The easiest thing might be empirical tests. I would guess that the heat sink you mention would work well for a 3 watt LED. Try it, if the heat sink remains cool enough that you can hold it in your hand then it is sufficient for this LED and you could then try it with a 5 watt LED.


----------



## pavithra_uk (Nov 25, 2011)

David_Campen said:


> The easiest thing might be empirical tests. I would guess that the heat sink you mention would work well for a 3 watt LED. Try it, if the heat sink remains cool enough that you can hold it in your hand then it is sufficient for this LED and you could then try it with a 5 watt LED.



Thanks for reply

Yes I tried it with 3W (Luxeon K2) and remain cool. Now Im gonna try with two 3W LEDS.


----------



## joday (Nov 28, 2011)

Hi Pavithra:

We've published a guide on LED thermal engineering that can be helpful, it's free, and contains article such as:ATS Case Study: Feasibility Study of an LED-Based Lighting System Using Analytical Modeling

ATS How To: How to Cool High Power LED
Clemens Lasance Lecture on LED Thermal Management: Thermal Management for LED Applications: What is the Role of the PCB?
Clemens Lasance, Michael Gay, Norm Berry, Richard A. Wessel on MCPCB’s for LED Applications: MCPCB’s for LED Applications, Thermal Management Material Specifications
Jeff Hill of Arrow Electronics Video: An Energy Star Compliant Reference Design For LED Light Fixture
Dr. Kaveh Azar Video Interview: LED Heat Sink Types and Applications

Anyway, its free, no salesperson will call, no registration required. Here's the link: http://qats.com/cms/free-thermal-management-led-lighting-resource-kit/

We do alot of work on LED engineering so, if you have a question, post it here and I'll check with our engineers and see if we can get you an answer.

John


----------



## tonycollinet (Nov 29, 2011)

pavithra_uk said:


> Thanks for reply
> 
> Yes I tried it with 3W (Luxeon K2) and remain cool. Now Im gonna try with two 3W LEDS.



Don't forget to make sure that there is good thermal coupling between led and heatsink. If not, the LED will get stinking hot, and the heatsink will stay cool. Use thermal paste of some sort.


----------



## Kamlesh Barot (Sep 20, 2014)

Dear Mr. John,

i went through each of the links in your reference Kit. I couldn't find an answer to my issue. Need help for my LED.
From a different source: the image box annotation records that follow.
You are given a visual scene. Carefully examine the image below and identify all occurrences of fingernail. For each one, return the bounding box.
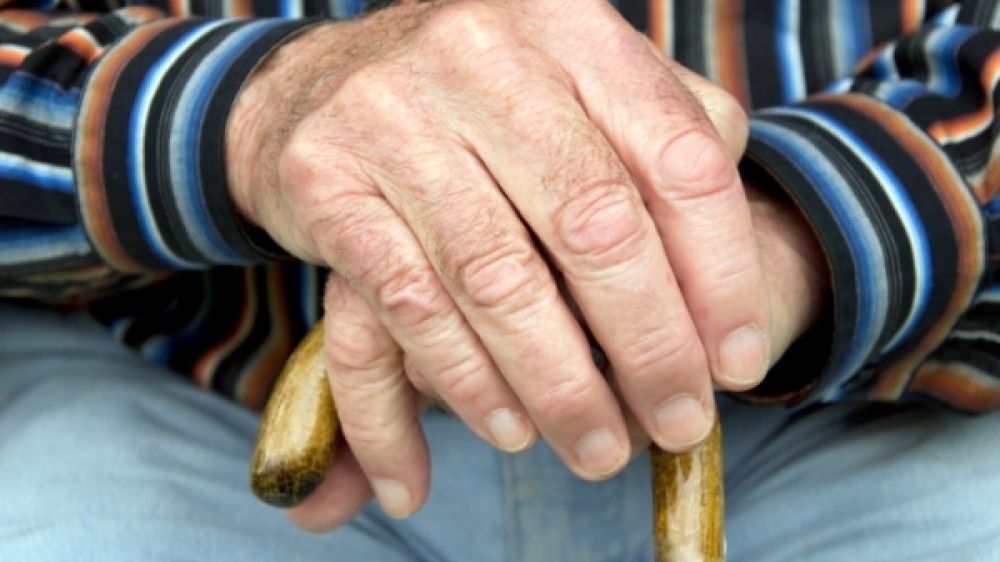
[719,324,768,387]
[654,394,712,450]
[486,408,531,453]
[576,429,628,477]
[372,478,413,519]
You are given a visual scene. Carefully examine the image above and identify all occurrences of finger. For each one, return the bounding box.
[285,440,372,533]
[289,145,536,459]
[570,21,770,390]
[448,57,713,450]
[668,56,748,160]
[285,382,431,533]
[376,132,628,479]
[323,274,430,517]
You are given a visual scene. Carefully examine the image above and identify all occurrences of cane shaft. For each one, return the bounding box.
[651,415,725,562]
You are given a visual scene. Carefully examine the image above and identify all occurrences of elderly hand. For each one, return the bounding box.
[227,0,771,526]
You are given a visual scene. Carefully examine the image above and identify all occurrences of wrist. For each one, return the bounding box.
[225,22,345,225]
[743,170,831,361]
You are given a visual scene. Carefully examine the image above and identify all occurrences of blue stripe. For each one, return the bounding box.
[278,0,303,18]
[333,0,365,19]
[750,120,885,400]
[0,71,80,130]
[0,223,93,265]
[0,152,74,194]
[775,0,806,103]
[922,26,979,98]
[170,19,288,265]
[832,0,872,72]
[798,108,934,353]
[127,20,225,269]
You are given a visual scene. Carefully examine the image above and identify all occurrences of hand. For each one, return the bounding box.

I was able to procure after a lot of turmoil, 10 watt - 12000 CCT x 8 numbers white LEDs for my planted tank from Singapore to my home in Bombay. After plastering it with the thermal plaster "Kafuter 5202" on my two heat sinks having 5 fins in nine inch length, had connected four each LEDs on the two sinks. Out of the four LEDs on each heat sink, two are connected in parallel on each heat sink, while the rest are in series joined to a driver matched with the LEDs. 
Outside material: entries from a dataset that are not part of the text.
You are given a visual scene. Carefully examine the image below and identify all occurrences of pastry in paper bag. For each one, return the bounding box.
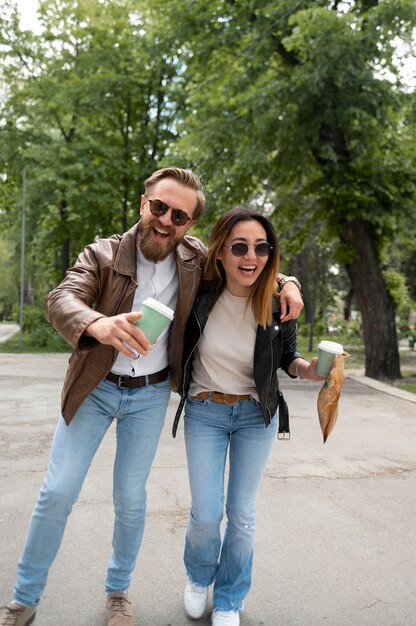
[318,352,350,443]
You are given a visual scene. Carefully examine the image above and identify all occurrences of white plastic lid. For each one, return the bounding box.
[318,341,344,354]
[143,298,174,320]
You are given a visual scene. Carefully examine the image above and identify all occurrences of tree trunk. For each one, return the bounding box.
[344,285,354,322]
[341,220,401,380]
[59,196,71,278]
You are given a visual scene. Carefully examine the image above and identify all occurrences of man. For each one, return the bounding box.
[0,167,302,626]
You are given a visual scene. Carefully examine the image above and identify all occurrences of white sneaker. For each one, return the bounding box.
[183,580,208,619]
[212,610,240,626]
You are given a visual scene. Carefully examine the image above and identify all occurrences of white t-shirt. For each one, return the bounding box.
[111,249,178,376]
[190,289,258,400]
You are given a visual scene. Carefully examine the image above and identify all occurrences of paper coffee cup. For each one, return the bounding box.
[316,341,344,378]
[136,298,174,343]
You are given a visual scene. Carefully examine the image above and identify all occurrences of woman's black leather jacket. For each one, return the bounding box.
[172,286,302,438]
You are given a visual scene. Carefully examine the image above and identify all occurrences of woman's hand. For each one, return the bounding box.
[289,356,326,381]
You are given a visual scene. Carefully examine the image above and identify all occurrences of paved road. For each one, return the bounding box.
[0,323,20,343]
[0,354,416,626]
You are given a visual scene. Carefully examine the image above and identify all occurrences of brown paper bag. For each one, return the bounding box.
[318,352,350,443]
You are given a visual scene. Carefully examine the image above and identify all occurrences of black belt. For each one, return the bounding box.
[105,367,169,389]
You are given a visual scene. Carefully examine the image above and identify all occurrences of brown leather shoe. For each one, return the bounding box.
[0,602,36,626]
[107,591,134,626]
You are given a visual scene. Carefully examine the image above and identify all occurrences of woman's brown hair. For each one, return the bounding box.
[203,206,280,326]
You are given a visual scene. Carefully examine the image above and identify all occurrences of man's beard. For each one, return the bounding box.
[139,219,182,263]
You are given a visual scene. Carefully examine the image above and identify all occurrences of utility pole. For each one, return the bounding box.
[19,168,26,352]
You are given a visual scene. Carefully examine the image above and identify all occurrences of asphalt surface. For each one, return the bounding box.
[0,326,416,626]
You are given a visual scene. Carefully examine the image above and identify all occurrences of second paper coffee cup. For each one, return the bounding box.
[316,341,344,377]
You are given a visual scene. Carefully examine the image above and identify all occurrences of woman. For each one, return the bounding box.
[174,207,323,626]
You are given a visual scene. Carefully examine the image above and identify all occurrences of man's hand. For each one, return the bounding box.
[85,311,151,359]
[280,281,303,322]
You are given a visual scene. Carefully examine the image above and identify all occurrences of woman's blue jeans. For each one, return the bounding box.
[15,379,171,607]
[184,397,277,611]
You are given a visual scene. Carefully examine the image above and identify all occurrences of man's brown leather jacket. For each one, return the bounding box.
[47,224,205,424]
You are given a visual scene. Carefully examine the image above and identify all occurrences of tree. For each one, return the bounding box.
[155,0,416,378]
[0,0,183,300]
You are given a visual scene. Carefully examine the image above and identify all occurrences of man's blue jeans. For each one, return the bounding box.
[15,379,171,607]
[184,398,277,611]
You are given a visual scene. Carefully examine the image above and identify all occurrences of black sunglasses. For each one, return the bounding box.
[224,241,273,256]
[146,198,192,226]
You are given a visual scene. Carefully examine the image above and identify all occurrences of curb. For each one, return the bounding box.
[345,371,416,403]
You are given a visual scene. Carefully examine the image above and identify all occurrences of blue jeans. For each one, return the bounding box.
[15,379,171,607]
[184,397,277,611]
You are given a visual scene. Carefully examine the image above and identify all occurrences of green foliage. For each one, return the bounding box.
[383,269,410,312]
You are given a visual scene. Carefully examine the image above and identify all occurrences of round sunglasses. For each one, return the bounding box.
[224,241,273,256]
[146,198,192,226]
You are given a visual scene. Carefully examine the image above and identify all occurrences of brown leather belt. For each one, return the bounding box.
[105,367,169,389]
[191,391,251,404]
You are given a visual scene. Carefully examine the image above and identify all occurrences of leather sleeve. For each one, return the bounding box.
[46,244,104,349]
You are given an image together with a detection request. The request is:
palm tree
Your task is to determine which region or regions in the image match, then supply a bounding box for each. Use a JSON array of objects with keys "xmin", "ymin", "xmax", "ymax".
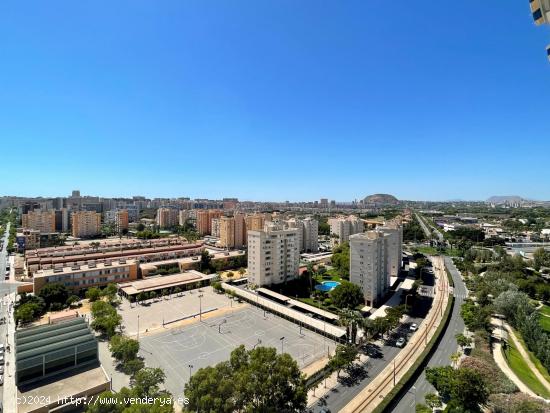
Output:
[
  {"xmin": 340, "ymin": 309, "xmax": 363, "ymax": 344},
  {"xmin": 449, "ymin": 351, "xmax": 461, "ymax": 367}
]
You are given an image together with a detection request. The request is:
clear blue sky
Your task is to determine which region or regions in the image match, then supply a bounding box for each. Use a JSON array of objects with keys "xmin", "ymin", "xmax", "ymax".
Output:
[{"xmin": 0, "ymin": 0, "xmax": 550, "ymax": 200}]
Out of the two heat sinks, one has 8 x 3 watt - 10000 kelvin LEDs working on them earlier, the new 4 LEDs are in between the square placement of the old LEDs.


After switching the lights on the new 4 LED sink doesn't heat up so much since I have put a small fan above the fins of this heat sink and on the 4+4 heat sink I have put another small fan on one side of the fins inputting the air and a small fan with fins on the other side of the fins to pull out the air.


There is small fan bringing ambient air (30 degrees C) from outside in the box above the aquarium. But the 4+4 heat sink does not dissipate as much heat as the 40 watts new plus the 24 watts old LEDs. It gets too hot to touch.


Please help me where I can change something that these new as well as old LEDs can be put on during the nine hours of the day.


Kamlesh Barot


----------